Just yesterday, the NYPD failed to show up for a city council hearing about the litany of substantiated complaints filed against the Strategic Response Group (SRG), an NYPD unit responsible for many of the abuses Human Rights Watch documented. The NYPD cited ongoing litigation, no excuse for not showing up at an oversight hearing.

The settlement is one of many that the city has made over the years for police abuses, costing taxpayers $121 million in the past five years alone. In 2014 the city paid $18 million to settle police misconduct cases connected to protests during the 2004 Republican National Convention; the actual price tag was even higher because the city spent roughly the same amount defending the cases.

The NYPD has also failed to adequately discipline or charge many of those responsible for this and other incidents connected to NYPD actions during the 2020 protests, according to a Civilian Complaint Review Board report, yet New York Mayor Eric Adams continues to want to boost the NYPD’s $5 billion budget.

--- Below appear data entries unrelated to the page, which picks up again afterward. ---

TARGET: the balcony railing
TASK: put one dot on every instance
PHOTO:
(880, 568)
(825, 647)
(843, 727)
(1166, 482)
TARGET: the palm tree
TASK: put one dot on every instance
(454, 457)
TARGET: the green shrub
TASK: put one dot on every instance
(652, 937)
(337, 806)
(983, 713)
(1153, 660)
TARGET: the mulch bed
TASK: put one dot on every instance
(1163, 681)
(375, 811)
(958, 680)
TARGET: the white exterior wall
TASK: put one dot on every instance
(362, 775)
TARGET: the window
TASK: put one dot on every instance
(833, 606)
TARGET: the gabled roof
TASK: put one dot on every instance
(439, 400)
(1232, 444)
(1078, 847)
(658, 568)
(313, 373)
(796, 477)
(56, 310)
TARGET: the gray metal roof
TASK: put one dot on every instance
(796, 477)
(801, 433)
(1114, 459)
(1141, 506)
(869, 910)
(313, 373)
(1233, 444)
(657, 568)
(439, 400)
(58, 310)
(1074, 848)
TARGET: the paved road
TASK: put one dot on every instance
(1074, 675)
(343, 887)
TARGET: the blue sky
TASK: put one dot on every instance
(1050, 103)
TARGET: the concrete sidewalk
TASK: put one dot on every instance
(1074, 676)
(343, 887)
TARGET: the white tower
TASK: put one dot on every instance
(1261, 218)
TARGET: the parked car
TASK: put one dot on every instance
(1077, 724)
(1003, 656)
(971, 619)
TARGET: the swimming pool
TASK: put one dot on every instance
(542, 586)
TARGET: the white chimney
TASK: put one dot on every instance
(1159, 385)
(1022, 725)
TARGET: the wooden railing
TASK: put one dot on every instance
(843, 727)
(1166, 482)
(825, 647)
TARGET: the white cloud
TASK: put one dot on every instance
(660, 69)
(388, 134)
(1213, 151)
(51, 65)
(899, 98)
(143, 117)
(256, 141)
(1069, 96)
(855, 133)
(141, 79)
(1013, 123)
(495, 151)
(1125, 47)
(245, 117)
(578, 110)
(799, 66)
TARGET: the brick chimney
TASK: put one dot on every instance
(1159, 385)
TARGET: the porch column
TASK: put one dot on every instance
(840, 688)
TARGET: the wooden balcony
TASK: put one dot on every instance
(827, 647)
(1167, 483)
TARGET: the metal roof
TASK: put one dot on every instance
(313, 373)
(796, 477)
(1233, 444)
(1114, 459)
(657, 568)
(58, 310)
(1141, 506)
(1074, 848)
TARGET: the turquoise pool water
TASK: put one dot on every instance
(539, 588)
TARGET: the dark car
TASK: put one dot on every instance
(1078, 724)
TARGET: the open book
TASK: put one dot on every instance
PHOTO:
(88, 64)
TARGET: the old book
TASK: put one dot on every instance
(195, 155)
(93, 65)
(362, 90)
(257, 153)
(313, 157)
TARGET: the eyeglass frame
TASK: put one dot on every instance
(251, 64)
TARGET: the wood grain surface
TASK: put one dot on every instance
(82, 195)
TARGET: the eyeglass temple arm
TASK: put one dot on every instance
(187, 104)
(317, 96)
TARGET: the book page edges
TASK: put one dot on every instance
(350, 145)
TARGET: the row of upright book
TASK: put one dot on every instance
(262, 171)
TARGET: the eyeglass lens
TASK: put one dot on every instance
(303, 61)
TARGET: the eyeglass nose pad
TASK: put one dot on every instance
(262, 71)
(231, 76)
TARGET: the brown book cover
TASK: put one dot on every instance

Here’s the bottom line: Police misconduct during the Mott Haven protest reveals deep, systemic problems requiring comprehensive reforms. This includes re-imagining community safety, a vision that should include dramatically decreasing the NYPD’s size, the scope of issues police respond to – including peaceful protests – and its funding. Instead, historically underserved communities like Mott Haven need investments that will improve access to education, housing, and health care.